INDEPENDENT NEWS

ACT To Bring Back Kiwis From Overseas

Published: Thu 29 Nov 2001 10:42 AM
Extract of a speech by Hon Richard Prebble CBE
Leader ACT New Zealand Party
Thursday, 29 November at 7.30am
BREAKFAST AT BELLAMYS
Bellamy's Restaurant, Parliament House
It's two years since the election of the Labour/Alliance government. Two years since Jim Anderton promised that the Labour/Alliance government would bring home the talented New Zealanders who have migrated.
Since then 139,000 New Zealanders have left the country permanently.
It's taken Osama bin Laden and terrorist attackers to turn the migration figures around - but the nurses and doctors are still leaving.
In a recent survey, over 60 percent of graduating doctors say they intend leaving New Zealand.
Women are waiting 20 weeks for radiography because the skilled radiographers have migrated. Each major hospital has lost a skilled clinician overseas - some hospitals have lost two.
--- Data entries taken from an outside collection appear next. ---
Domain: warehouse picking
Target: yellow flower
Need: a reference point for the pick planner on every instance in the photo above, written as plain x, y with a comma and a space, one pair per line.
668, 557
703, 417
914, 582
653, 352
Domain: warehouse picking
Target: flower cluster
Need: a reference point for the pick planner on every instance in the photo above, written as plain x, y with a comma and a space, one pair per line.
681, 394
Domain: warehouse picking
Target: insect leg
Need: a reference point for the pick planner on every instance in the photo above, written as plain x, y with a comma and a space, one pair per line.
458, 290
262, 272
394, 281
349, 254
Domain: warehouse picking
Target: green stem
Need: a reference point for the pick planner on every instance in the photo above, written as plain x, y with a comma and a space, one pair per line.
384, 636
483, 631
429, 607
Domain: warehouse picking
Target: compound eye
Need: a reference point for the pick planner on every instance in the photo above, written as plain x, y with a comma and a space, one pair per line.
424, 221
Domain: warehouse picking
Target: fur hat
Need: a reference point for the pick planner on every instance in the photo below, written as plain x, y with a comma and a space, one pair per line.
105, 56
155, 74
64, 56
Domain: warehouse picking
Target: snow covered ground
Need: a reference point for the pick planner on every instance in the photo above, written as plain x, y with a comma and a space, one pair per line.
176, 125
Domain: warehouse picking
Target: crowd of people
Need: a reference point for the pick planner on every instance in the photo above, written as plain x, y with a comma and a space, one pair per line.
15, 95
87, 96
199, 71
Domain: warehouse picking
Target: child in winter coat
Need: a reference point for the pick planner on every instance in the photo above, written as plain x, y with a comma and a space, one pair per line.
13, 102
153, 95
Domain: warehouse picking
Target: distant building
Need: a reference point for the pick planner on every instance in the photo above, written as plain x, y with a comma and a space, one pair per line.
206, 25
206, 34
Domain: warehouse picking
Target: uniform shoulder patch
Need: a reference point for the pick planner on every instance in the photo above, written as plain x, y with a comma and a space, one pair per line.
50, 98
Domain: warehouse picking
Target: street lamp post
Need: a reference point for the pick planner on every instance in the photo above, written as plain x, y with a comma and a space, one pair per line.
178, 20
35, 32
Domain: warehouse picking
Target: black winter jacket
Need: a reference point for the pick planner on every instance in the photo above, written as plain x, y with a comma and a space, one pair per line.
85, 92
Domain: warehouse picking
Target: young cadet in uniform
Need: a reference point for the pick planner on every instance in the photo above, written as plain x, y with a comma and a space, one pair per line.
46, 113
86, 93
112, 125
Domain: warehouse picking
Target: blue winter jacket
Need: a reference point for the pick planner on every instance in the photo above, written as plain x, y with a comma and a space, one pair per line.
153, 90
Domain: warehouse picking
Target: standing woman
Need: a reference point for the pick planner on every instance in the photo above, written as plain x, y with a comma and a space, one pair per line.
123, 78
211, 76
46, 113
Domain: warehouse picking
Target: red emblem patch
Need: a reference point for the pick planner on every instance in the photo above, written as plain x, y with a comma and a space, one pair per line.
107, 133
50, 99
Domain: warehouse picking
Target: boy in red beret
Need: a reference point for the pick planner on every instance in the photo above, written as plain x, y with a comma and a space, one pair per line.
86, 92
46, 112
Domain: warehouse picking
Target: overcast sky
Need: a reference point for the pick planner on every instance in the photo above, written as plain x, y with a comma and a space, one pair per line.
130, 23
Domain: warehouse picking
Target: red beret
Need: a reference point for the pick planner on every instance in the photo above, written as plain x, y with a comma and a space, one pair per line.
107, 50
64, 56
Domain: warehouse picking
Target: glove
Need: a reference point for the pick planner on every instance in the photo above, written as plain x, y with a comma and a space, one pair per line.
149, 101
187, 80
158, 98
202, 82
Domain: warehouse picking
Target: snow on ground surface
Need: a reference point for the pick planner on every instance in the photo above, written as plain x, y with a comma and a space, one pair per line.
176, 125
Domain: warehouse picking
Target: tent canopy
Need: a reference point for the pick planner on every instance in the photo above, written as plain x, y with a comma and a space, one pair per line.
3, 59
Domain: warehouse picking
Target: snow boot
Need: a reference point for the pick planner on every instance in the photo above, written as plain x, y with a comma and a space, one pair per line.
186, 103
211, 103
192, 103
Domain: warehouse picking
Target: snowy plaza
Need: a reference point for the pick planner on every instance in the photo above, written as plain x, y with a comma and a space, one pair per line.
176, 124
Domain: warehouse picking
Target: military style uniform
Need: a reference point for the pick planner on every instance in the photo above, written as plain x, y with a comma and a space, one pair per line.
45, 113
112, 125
Labour assured us that skilled New Zealanders would not mind giving half their income to the government - 12.5 percent in GST and 39 percent in income tax. It's just another latte a week, Marion Hobbs assures us. It has not worked.
I see in a major speech during the recess, Bill English has stated that social spending must take precedence over tax cuts.
ACT disagrees. Social spending is part of the problem. Millions on Maori TV is not helping Maori. TV is to brains what maggots are to meat.
Millions on Kiwi Bank won't help people save. Two billion dollars on a risky super scheme won't reduce the cost of super or make it affordable.
Prosperity is the rising tide that lifts all ships. New Zealand needs a prosperity creating tax cut.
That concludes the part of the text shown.